Страхи эти не были беспочвенны. Таких детей даже на мгновение нельзя было показывать на «арийской» стороне, и их доставляли к задней двери приюта в брезентовых мешках, которые под видом белья или картошки подносили, перекинув через плечо, грузчики. Для новоприбывших Владка должна была заранее подобрать семью, которая сможет немедленно их забрать, а затем постоянно укрывать в условиях секретности. Эти дети не задерживались в доме отца Бодуэна дольше чем на несколько часов. Иногда они приходили с Хеленой, иногда вместе с Иркой или Алой, иногда – когда весной 1942 года число детей выросло – вместе с Ягой Пиотровской или Ядвигой Денекой.
Если таких детей не получалось пристроить сразу же, у женщин не было выбора, и они, сильно рискуя, были вынуждены несколько дней, пока не найдут подходящую семью, держать их у себя. Так поступали они все – Ирена, Яга, Ядвига и Владка. Дома у Владки ее сын Анджей, мальчик младшего школьного возраста, выполнял ответственную работу, помогая матери заботиться о тяжелобольных сверстниках. Много десятилетий спустя Анджей – известный в Варшаве пожилой господин с приятной улыбкой и изысканными манерами – вспоминал, как мальчиком помогал еврейским детям незаметно проходить в ванную комнату, находившуюся дальше по коридору, и приглядывал за ними, пока они были в туалете 138. Их маленькие тельца, как рассказывал он с мрачным видом человека, которому не хочется это вспоминать, спасенные от голодной смерти, перестав неделями голодать, страдали от ужасных желудочных расстройств.
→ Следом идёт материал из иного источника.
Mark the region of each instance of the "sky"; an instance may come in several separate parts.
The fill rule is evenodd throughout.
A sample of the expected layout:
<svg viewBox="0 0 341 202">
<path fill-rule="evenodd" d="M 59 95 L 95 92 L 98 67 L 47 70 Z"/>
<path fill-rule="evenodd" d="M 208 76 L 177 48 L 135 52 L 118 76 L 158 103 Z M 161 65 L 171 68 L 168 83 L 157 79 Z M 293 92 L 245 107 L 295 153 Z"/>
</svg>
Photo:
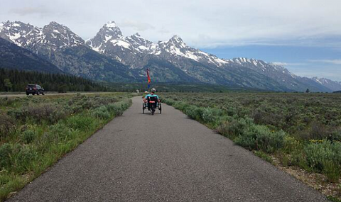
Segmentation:
<svg viewBox="0 0 341 202">
<path fill-rule="evenodd" d="M 304 77 L 341 82 L 340 0 L 0 0 L 0 21 L 56 21 L 86 40 L 107 21 L 124 35 L 189 46 L 231 59 L 281 64 Z"/>
</svg>

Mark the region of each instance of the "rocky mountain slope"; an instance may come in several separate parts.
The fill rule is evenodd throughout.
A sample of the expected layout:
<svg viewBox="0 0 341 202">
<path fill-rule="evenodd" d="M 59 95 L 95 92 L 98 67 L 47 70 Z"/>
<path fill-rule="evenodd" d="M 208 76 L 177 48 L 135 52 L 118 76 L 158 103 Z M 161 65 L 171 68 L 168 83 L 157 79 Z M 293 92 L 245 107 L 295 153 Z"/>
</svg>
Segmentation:
<svg viewBox="0 0 341 202">
<path fill-rule="evenodd" d="M 312 79 L 316 81 L 316 82 L 331 89 L 332 91 L 335 91 L 341 90 L 341 82 L 335 82 L 325 78 L 318 77 L 313 77 Z"/>
<path fill-rule="evenodd" d="M 63 73 L 56 66 L 32 52 L 0 38 L 0 67 L 48 73 Z"/>
<path fill-rule="evenodd" d="M 7 21 L 0 24 L 0 37 L 32 51 L 66 73 L 109 82 L 139 80 L 125 65 L 93 50 L 67 27 L 55 22 L 40 28 Z"/>
</svg>

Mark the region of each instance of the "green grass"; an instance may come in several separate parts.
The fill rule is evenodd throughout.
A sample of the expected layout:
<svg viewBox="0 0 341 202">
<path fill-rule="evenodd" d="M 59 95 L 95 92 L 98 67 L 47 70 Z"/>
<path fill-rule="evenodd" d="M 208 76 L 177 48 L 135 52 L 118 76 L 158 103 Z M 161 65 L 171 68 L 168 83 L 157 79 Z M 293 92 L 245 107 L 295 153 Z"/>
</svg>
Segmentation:
<svg viewBox="0 0 341 202">
<path fill-rule="evenodd" d="M 340 181 L 340 94 L 229 92 L 160 96 L 163 102 L 271 163 L 271 155 L 274 155 L 284 167 L 323 174 L 330 183 Z M 340 190 L 337 191 L 341 196 Z"/>
<path fill-rule="evenodd" d="M 115 93 L 0 100 L 0 201 L 121 115 L 131 96 Z"/>
</svg>

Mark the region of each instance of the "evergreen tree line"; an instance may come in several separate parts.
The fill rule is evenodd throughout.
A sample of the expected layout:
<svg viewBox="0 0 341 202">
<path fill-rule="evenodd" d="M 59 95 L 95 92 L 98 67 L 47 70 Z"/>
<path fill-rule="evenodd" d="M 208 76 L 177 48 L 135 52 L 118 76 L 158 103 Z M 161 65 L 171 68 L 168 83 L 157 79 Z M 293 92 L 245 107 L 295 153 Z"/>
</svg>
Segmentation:
<svg viewBox="0 0 341 202">
<path fill-rule="evenodd" d="M 0 91 L 24 91 L 28 84 L 38 84 L 45 91 L 107 91 L 101 84 L 84 78 L 0 68 Z"/>
</svg>

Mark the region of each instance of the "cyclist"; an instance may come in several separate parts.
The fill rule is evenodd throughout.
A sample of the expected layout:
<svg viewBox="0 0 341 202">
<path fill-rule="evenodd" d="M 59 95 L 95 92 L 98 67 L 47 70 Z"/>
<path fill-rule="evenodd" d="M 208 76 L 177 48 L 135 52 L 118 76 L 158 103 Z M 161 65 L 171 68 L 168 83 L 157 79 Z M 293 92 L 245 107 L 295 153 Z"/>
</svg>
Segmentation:
<svg viewBox="0 0 341 202">
<path fill-rule="evenodd" d="M 156 97 L 156 99 L 157 99 L 157 102 L 156 102 L 156 107 L 158 107 L 158 103 L 160 102 L 160 99 L 158 98 L 158 95 L 156 95 L 155 94 L 155 92 L 156 91 L 156 89 L 153 88 L 151 89 L 151 94 L 146 95 L 144 98 L 144 103 L 147 103 L 147 100 L 148 100 L 148 97 Z"/>
</svg>

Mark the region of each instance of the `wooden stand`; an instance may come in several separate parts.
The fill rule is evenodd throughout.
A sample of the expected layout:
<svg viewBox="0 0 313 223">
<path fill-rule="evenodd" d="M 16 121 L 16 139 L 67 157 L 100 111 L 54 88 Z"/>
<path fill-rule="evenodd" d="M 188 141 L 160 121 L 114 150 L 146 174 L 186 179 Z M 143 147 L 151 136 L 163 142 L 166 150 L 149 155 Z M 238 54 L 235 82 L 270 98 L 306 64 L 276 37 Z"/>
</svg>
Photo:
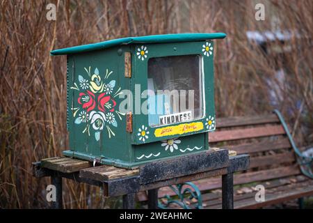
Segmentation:
<svg viewBox="0 0 313 223">
<path fill-rule="evenodd" d="M 209 150 L 175 159 L 154 162 L 133 169 L 101 165 L 88 161 L 53 157 L 33 164 L 33 176 L 50 176 L 56 188 L 52 208 L 62 208 L 62 178 L 102 187 L 104 196 L 123 196 L 123 208 L 134 208 L 135 194 L 148 191 L 148 208 L 157 208 L 158 188 L 222 175 L 223 208 L 233 208 L 232 174 L 249 165 L 249 156 L 229 157 L 227 149 Z"/>
</svg>

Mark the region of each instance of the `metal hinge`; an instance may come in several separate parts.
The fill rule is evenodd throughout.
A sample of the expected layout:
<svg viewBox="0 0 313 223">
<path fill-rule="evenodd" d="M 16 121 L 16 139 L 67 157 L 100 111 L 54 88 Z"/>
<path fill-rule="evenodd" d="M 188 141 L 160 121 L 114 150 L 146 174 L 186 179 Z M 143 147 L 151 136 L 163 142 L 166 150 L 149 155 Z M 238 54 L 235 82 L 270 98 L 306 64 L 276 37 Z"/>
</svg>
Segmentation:
<svg viewBox="0 0 313 223">
<path fill-rule="evenodd" d="M 126 132 L 133 132 L 133 115 L 131 112 L 126 113 Z"/>
<path fill-rule="evenodd" d="M 125 66 L 125 77 L 131 77 L 131 56 L 129 52 L 125 52 L 124 63 Z"/>
</svg>

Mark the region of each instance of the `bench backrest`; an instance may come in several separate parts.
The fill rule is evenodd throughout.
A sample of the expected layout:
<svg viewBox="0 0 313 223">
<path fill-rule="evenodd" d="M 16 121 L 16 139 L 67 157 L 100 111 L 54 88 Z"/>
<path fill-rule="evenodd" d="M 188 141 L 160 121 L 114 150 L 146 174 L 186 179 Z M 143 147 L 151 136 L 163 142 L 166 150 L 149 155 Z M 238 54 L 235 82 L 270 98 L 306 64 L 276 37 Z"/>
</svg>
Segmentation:
<svg viewBox="0 0 313 223">
<path fill-rule="evenodd" d="M 218 118 L 216 130 L 209 133 L 209 142 L 210 146 L 250 155 L 249 169 L 236 176 L 234 184 L 300 174 L 295 153 L 275 114 Z"/>
</svg>

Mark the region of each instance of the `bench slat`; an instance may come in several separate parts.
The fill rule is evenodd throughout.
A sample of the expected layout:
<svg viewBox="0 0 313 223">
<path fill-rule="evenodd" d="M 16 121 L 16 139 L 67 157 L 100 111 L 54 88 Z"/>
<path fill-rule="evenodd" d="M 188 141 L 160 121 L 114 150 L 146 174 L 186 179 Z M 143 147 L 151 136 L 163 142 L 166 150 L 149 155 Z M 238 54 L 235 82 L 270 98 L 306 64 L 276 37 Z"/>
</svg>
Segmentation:
<svg viewBox="0 0 313 223">
<path fill-rule="evenodd" d="M 296 161 L 296 157 L 293 152 L 258 156 L 250 158 L 249 169 L 271 166 L 273 164 L 281 164 Z"/>
<path fill-rule="evenodd" d="M 291 147 L 290 142 L 287 138 L 280 139 L 275 141 L 263 141 L 246 144 L 236 146 L 224 146 L 232 151 L 235 151 L 237 154 L 253 153 L 265 152 L 268 151 L 275 151 L 282 148 L 289 148 Z"/>
<path fill-rule="evenodd" d="M 217 128 L 237 127 L 250 125 L 259 125 L 266 123 L 279 123 L 277 115 L 274 114 L 251 116 L 235 116 L 216 118 Z"/>
<path fill-rule="evenodd" d="M 234 185 L 250 183 L 256 181 L 268 180 L 289 176 L 297 175 L 300 173 L 298 165 L 278 167 L 272 169 L 248 172 L 246 174 L 234 174 Z M 220 188 L 222 182 L 220 177 L 202 179 L 193 182 L 200 191 Z M 168 187 L 160 188 L 159 197 L 166 194 L 175 195 L 174 192 Z"/>
<path fill-rule="evenodd" d="M 284 194 L 282 196 L 284 199 L 289 198 L 289 194 L 290 194 L 291 192 L 295 192 L 293 193 L 294 195 L 298 196 L 298 197 L 301 197 L 304 193 L 310 192 L 311 194 L 313 193 L 313 187 L 312 186 L 312 180 L 305 179 L 300 181 L 297 181 L 296 183 L 289 182 L 289 183 L 282 183 L 280 185 L 276 186 L 275 187 L 266 187 L 264 185 L 266 189 L 266 198 L 265 200 L 271 200 L 274 197 L 276 197 L 275 199 L 272 199 L 271 201 L 271 203 L 281 203 L 282 201 L 280 200 L 282 197 L 280 195 Z M 307 190 L 307 188 L 308 190 Z M 257 208 L 255 206 L 255 204 L 258 203 L 259 204 L 260 202 L 255 201 L 255 191 L 252 191 L 251 192 L 248 192 L 243 194 L 236 194 L 234 196 L 234 208 Z M 286 194 L 286 195 L 285 195 Z M 221 195 L 218 199 L 215 199 L 214 200 L 205 199 L 203 200 L 203 204 L 204 208 L 221 208 L 222 207 L 222 201 L 221 201 Z M 274 203 L 273 203 L 274 201 Z M 268 205 L 268 203 L 262 203 L 262 206 L 264 206 L 264 205 Z"/>
<path fill-rule="evenodd" d="M 284 130 L 281 125 L 222 130 L 209 133 L 209 142 L 245 139 L 284 134 Z"/>
<path fill-rule="evenodd" d="M 262 185 L 264 186 L 266 192 L 273 191 L 273 190 L 282 190 L 283 188 L 287 188 L 287 187 L 290 187 L 290 185 L 292 183 L 298 183 L 300 185 L 303 185 L 303 183 L 312 183 L 312 180 L 310 179 L 305 178 L 303 176 L 289 176 L 287 178 L 283 178 L 280 179 L 275 179 L 271 180 L 264 181 Z M 257 185 L 260 184 L 259 182 L 255 183 L 248 187 L 250 189 L 253 187 L 255 187 Z M 243 199 L 249 198 L 251 197 L 255 196 L 255 191 L 252 190 L 251 192 L 246 192 L 244 194 L 239 193 L 239 191 L 241 190 L 241 188 L 239 188 L 236 190 L 234 191 L 234 201 L 239 201 Z M 207 193 L 204 194 L 202 196 L 203 203 L 206 204 L 205 206 L 212 206 L 218 203 L 220 203 L 220 206 L 222 206 L 222 192 L 216 192 L 215 193 Z M 195 201 L 191 201 L 191 203 L 194 203 Z"/>
</svg>

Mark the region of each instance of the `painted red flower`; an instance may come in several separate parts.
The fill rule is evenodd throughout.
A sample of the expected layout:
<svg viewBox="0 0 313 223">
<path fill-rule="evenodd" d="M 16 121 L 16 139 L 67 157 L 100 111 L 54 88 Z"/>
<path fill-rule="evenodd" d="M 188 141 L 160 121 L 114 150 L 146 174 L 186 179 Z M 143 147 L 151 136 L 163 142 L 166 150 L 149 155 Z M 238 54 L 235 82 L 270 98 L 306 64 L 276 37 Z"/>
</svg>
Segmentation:
<svg viewBox="0 0 313 223">
<path fill-rule="evenodd" d="M 102 93 L 98 96 L 98 109 L 101 112 L 105 112 L 106 108 L 110 109 L 111 112 L 114 112 L 114 107 L 116 105 L 115 101 L 112 98 L 111 95 L 106 95 L 105 93 Z"/>
<path fill-rule="evenodd" d="M 79 93 L 78 102 L 80 105 L 83 105 L 83 109 L 87 109 L 87 112 L 89 112 L 95 107 L 95 94 L 90 91 L 87 91 L 87 93 Z"/>
</svg>

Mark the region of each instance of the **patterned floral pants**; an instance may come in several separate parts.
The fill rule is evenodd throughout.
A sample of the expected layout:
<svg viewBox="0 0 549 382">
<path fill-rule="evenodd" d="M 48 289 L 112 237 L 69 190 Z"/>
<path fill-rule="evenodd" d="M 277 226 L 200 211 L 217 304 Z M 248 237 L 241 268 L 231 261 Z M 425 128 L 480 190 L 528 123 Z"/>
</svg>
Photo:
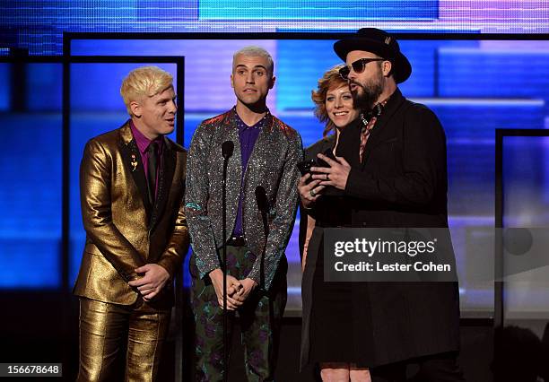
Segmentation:
<svg viewBox="0 0 549 382">
<path fill-rule="evenodd" d="M 190 260 L 192 307 L 196 324 L 196 380 L 223 378 L 223 313 L 208 276 L 199 279 L 195 256 Z M 229 274 L 241 280 L 252 268 L 256 256 L 246 247 L 227 247 Z M 244 305 L 229 312 L 229 338 L 234 320 L 240 326 L 246 375 L 248 381 L 274 380 L 274 367 L 282 317 L 287 300 L 286 271 L 283 256 L 268 292 L 256 288 Z M 231 348 L 231 347 L 230 347 Z"/>
</svg>

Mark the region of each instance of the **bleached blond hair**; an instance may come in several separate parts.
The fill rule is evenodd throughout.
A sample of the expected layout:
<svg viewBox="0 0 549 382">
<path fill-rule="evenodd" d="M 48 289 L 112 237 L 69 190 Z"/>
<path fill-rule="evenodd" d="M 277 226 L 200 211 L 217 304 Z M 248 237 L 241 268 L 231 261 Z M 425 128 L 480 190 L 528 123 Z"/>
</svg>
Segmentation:
<svg viewBox="0 0 549 382">
<path fill-rule="evenodd" d="M 234 73 L 234 69 L 236 67 L 236 57 L 239 55 L 247 56 L 259 56 L 265 57 L 267 60 L 267 67 L 266 70 L 271 77 L 274 72 L 274 62 L 273 61 L 273 57 L 266 49 L 261 47 L 257 47 L 255 45 L 248 45 L 248 47 L 244 47 L 241 49 L 234 52 L 232 55 L 232 72 Z"/>
<path fill-rule="evenodd" d="M 141 101 L 145 97 L 153 97 L 173 86 L 173 76 L 158 66 L 141 66 L 132 70 L 122 81 L 120 95 L 127 113 L 133 116 L 132 101 Z"/>
</svg>

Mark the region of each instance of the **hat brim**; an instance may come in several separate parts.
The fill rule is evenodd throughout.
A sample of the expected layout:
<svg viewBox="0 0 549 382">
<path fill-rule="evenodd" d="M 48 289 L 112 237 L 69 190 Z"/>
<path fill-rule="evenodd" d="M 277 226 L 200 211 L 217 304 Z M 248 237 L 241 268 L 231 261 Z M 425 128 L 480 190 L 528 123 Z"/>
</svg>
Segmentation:
<svg viewBox="0 0 549 382">
<path fill-rule="evenodd" d="M 334 44 L 334 51 L 343 61 L 345 61 L 347 53 L 353 50 L 364 50 L 375 53 L 380 57 L 391 61 L 395 66 L 393 68 L 393 75 L 395 76 L 395 82 L 396 82 L 396 83 L 404 82 L 410 77 L 410 74 L 412 74 L 412 65 L 405 55 L 398 52 L 395 56 L 385 44 L 381 44 L 377 40 L 353 37 L 340 39 Z"/>
</svg>

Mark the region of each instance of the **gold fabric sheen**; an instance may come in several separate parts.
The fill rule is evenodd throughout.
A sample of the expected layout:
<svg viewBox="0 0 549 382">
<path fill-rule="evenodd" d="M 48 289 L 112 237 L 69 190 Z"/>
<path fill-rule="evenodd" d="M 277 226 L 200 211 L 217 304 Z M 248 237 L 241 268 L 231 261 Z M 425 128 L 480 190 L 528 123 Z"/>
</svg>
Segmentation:
<svg viewBox="0 0 549 382">
<path fill-rule="evenodd" d="M 133 306 L 81 299 L 77 381 L 117 380 L 119 352 L 126 341 L 124 380 L 156 380 L 169 326 L 170 309 L 158 310 L 143 299 Z"/>
<path fill-rule="evenodd" d="M 85 146 L 80 192 L 86 243 L 74 289 L 81 298 L 79 381 L 113 380 L 114 360 L 126 343 L 125 380 L 155 379 L 174 301 L 173 277 L 189 245 L 187 152 L 168 138 L 164 144 L 153 204 L 129 121 Z M 170 276 L 149 302 L 127 283 L 140 277 L 135 270 L 145 264 L 161 265 Z"/>
<path fill-rule="evenodd" d="M 152 212 L 147 213 L 144 208 L 133 178 L 135 166 L 131 161 L 135 159 L 132 154 L 123 155 L 132 152 L 132 146 L 136 150 L 129 123 L 86 144 L 80 168 L 80 188 L 87 236 L 74 289 L 75 295 L 131 305 L 138 292 L 127 282 L 139 277 L 135 268 L 156 263 L 173 278 L 180 266 L 189 244 L 183 201 L 187 152 L 169 139 L 165 138 L 165 143 L 166 158 L 172 155 L 174 171 L 173 178 L 165 180 L 165 187 L 159 186 L 157 200 L 162 192 L 166 204 L 154 227 L 149 226 Z M 143 171 L 141 159 L 137 159 L 135 170 Z M 171 288 L 168 289 L 154 299 L 158 306 L 173 303 Z"/>
</svg>

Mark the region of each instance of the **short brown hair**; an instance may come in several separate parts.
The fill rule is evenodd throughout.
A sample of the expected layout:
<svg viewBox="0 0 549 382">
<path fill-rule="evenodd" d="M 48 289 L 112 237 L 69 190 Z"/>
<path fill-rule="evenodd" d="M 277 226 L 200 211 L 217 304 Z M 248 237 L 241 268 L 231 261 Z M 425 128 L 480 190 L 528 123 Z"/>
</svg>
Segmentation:
<svg viewBox="0 0 549 382">
<path fill-rule="evenodd" d="M 327 91 L 334 86 L 346 85 L 348 82 L 339 75 L 339 69 L 344 67 L 344 65 L 338 65 L 329 69 L 324 74 L 322 78 L 318 80 L 318 85 L 316 91 L 311 91 L 310 98 L 315 102 L 315 116 L 320 122 L 326 123 L 322 136 L 326 136 L 328 133 L 334 130 L 334 123 L 330 120 L 330 117 L 326 111 L 326 95 Z"/>
</svg>

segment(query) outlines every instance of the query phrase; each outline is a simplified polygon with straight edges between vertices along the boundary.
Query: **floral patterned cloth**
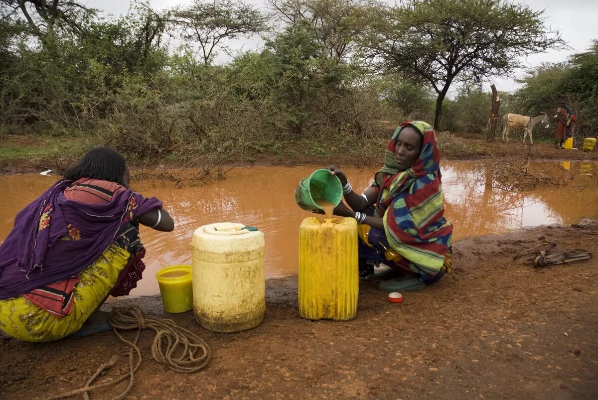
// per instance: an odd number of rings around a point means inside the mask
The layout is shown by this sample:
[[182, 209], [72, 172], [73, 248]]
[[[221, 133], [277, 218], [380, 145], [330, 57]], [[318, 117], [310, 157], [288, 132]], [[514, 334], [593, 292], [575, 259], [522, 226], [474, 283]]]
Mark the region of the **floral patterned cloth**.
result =
[[25, 296], [0, 301], [0, 329], [20, 340], [57, 340], [78, 331], [106, 298], [130, 254], [115, 245], [79, 275], [72, 291], [71, 313], [59, 317], [38, 307]]
[[123, 190], [101, 204], [69, 199], [69, 181], [56, 182], [21, 210], [0, 246], [0, 300], [77, 276], [118, 233], [162, 203]]

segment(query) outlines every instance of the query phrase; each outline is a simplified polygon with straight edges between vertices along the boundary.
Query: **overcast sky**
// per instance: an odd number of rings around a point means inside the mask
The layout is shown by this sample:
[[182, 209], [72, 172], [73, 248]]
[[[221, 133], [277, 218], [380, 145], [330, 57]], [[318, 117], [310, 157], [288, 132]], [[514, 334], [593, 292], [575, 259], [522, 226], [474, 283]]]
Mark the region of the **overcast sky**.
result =
[[[178, 4], [188, 4], [190, 0], [147, 0], [155, 9], [171, 7]], [[389, 4], [395, 4], [393, 0], [385, 0]], [[103, 10], [114, 14], [126, 14], [130, 6], [129, 0], [83, 0], [88, 6]], [[261, 9], [266, 10], [263, 0], [247, 0]], [[569, 55], [585, 51], [590, 47], [593, 39], [598, 39], [598, 1], [597, 0], [526, 0], [532, 8], [545, 10], [544, 17], [547, 26], [561, 32], [563, 39], [571, 47], [568, 50], [550, 50], [545, 53], [530, 56], [524, 60], [529, 67], [537, 66], [544, 62], [565, 61]], [[240, 39], [233, 47], [238, 50], [256, 50], [261, 45], [258, 39]], [[221, 54], [217, 61], [225, 61], [226, 56]], [[523, 71], [516, 72], [513, 77], [507, 79], [495, 80], [499, 90], [512, 91], [518, 86], [515, 79], [524, 76]], [[487, 86], [488, 85], [485, 85]]]

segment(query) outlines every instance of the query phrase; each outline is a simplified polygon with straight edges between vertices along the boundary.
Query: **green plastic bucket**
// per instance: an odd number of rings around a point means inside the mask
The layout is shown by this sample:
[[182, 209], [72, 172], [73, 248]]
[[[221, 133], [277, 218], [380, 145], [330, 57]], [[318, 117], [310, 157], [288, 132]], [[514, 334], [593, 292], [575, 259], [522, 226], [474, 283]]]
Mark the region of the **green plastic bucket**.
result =
[[333, 175], [328, 169], [314, 171], [309, 178], [299, 181], [295, 190], [295, 201], [304, 210], [321, 210], [316, 200], [323, 199], [336, 207], [343, 198], [343, 185], [338, 177]]

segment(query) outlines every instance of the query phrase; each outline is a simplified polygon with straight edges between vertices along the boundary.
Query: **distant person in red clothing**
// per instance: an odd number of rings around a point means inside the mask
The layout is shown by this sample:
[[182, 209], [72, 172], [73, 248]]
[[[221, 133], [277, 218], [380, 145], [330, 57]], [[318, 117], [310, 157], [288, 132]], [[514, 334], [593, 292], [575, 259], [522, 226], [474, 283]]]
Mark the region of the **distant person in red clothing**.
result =
[[555, 133], [554, 148], [562, 149], [563, 143], [567, 135], [567, 123], [569, 122], [571, 109], [567, 106], [565, 102], [561, 103], [561, 106], [557, 110], [557, 130]]

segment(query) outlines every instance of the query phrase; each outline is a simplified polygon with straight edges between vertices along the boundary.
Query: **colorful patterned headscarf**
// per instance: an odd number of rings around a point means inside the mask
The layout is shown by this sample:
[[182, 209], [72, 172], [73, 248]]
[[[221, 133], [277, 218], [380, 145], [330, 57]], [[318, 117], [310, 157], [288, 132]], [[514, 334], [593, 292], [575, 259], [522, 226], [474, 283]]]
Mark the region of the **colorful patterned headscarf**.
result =
[[[401, 131], [408, 126], [422, 135], [422, 149], [410, 168], [399, 171], [395, 148]], [[440, 163], [432, 127], [422, 121], [410, 121], [395, 131], [384, 167], [374, 178], [380, 188], [376, 207], [378, 214], [383, 216], [389, 244], [432, 275], [442, 268], [453, 233], [453, 226], [444, 218]]]

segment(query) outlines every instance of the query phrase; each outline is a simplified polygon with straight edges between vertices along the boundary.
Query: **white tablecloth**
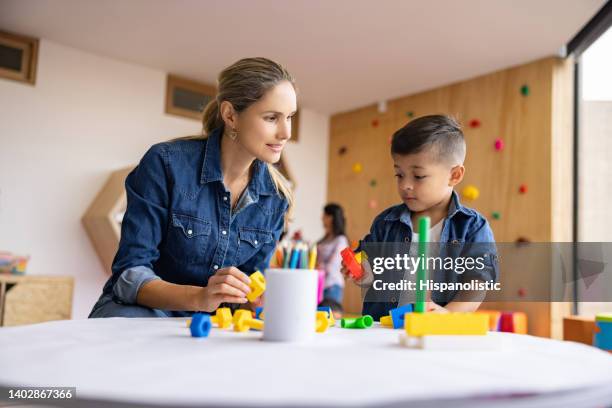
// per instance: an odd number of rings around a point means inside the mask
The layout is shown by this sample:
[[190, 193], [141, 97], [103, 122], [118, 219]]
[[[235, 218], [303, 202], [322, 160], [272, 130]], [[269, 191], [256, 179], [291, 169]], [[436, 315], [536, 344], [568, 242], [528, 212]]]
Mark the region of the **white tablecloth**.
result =
[[196, 339], [172, 318], [8, 327], [0, 387], [76, 387], [109, 406], [612, 405], [612, 356], [596, 348], [491, 333], [502, 350], [434, 352], [400, 347], [399, 333], [333, 327], [297, 345], [216, 328]]

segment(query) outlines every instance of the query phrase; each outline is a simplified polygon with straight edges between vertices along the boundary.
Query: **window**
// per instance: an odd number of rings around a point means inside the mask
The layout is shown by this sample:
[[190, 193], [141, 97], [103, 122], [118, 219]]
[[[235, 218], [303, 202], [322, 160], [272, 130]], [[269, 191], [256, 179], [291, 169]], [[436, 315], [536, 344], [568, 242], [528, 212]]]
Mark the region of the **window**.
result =
[[0, 31], [0, 78], [34, 85], [38, 40]]
[[166, 113], [202, 120], [202, 111], [217, 93], [215, 87], [168, 75]]

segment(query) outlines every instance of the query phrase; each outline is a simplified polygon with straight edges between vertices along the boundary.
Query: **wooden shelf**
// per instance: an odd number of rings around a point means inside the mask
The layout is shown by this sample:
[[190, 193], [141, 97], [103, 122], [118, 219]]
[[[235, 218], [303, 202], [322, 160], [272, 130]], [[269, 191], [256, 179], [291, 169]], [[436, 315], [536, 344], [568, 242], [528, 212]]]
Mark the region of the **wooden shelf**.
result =
[[70, 276], [0, 275], [0, 326], [18, 326], [72, 317]]

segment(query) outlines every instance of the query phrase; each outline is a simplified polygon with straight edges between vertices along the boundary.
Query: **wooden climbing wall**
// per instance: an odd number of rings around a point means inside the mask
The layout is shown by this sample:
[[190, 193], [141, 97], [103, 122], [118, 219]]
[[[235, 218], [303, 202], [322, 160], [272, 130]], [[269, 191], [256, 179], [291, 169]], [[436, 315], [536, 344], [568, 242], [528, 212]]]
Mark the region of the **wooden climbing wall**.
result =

Дети приходили и уходили из приюта отца Бодуэна, а гестапо между тем становилось все более подозрительным. Немецкие агенты просматривали официальные записи Владки в поисках любых подозрительных улик. Но подлинных записей в кабинетных картотеках никогда не было. Владка была не так глупа. Когда гестаповцы приходили в ярость от бесполезного копания в бумагах, они, приставив в коридоре пистолет к голове Владки, издевались над сотрудниками, угрожая им расстрелом. К весне 1942 года сеть Ирены выросла, но также усилился и контроль со стороны немцев. Детей, которые официально приходили и уходили, внимательно проверяло гестапо. Но это лишь означало, упрямо заключила Ирена, что и дальше, несмотря на возрастающий риск, все больше детей будут сюда приходить и уходить отсюда в безопасное укрытие.
Хотя гестапо об этом еще не догадывалось, охотилось оно именно за сетью Ирены. Ирена была тактическим командующим этой растущей гражданской армии, куда входило сейчас почти двадцать человек из политического подполья, служб социальной работы и еврейской общины. При таком количестве людей риски были огромными – а самая серьезная опасность грозила Ирене.
Когда Ирка Шульц нашла маленькую девочку в канализации, все должно было пройти легко. Но в итоге вся операция едва не сорвалась из-за одного просчета. Сначала все действительно шло хорошо, ребенок выглядел «как надо». Ирка передала экстренный код Ирене, а затем Владке. Девочке требовался медицинский уход, и в приюте были доктора. Поскольку светловолосый ребенок выглядел стопроцентно польским, Ирена и Ирка решили рискнуть и отправили его в детский дом отца Бодуэна по легальным каналам.